Yale research confirms Borrelia miyamotoi causing infection in US
A tickborne disease caused by spirochetes more closely related to relapsing fever spirochetes than Lyme disease spirochetes was found in 18 patients in southern New England and New York, according to research published in the New England Journal of Medicine January 17.
The infection - caused by spirochetal bacteria known as Borrelia miyamotoi - was detected in 21 percent of 14 patients with unexplained summertime febrile illness, 3 percent of 273 patients with Lyme disease (or suspected Lyme disease), and 1 percent of 584 healthy people from areas endemic for Lyme disease.

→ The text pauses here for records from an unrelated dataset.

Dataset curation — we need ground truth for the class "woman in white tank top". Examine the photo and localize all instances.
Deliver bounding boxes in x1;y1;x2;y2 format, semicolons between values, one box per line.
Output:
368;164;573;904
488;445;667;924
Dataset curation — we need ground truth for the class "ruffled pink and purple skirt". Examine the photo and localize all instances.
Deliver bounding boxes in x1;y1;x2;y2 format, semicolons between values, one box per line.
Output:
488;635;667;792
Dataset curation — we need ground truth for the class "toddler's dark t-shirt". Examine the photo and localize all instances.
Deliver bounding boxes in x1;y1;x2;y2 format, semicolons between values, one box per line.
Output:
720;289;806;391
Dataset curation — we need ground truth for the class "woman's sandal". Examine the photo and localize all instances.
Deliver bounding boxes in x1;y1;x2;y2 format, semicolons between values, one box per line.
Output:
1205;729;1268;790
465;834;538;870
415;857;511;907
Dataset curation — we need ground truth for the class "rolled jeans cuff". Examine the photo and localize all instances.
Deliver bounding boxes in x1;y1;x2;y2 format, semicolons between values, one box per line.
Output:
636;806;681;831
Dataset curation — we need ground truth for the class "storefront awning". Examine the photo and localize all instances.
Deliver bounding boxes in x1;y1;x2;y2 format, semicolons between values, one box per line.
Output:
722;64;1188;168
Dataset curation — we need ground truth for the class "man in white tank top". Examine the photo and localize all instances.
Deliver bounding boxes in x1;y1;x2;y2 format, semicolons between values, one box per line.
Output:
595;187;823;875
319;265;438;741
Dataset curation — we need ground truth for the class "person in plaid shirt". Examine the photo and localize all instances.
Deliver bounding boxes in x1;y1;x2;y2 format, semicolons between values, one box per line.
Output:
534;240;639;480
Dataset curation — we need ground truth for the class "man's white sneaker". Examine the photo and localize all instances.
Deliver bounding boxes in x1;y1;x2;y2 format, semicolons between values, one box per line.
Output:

This study is one of a few which offer the indication that infection with Borrelia miyamotoi in North America is less common than its well-known more distantly related relative, Borrelia burgdorferi, the spirochete which causes Lyme disease.
It's estimated 2-3,000 people* in the United States may be infected with Borrelia miyamotoi annually - but due to it being an emerging infectious disease which is difficult to diagnose, how common it is and will be in the future remains to be seen.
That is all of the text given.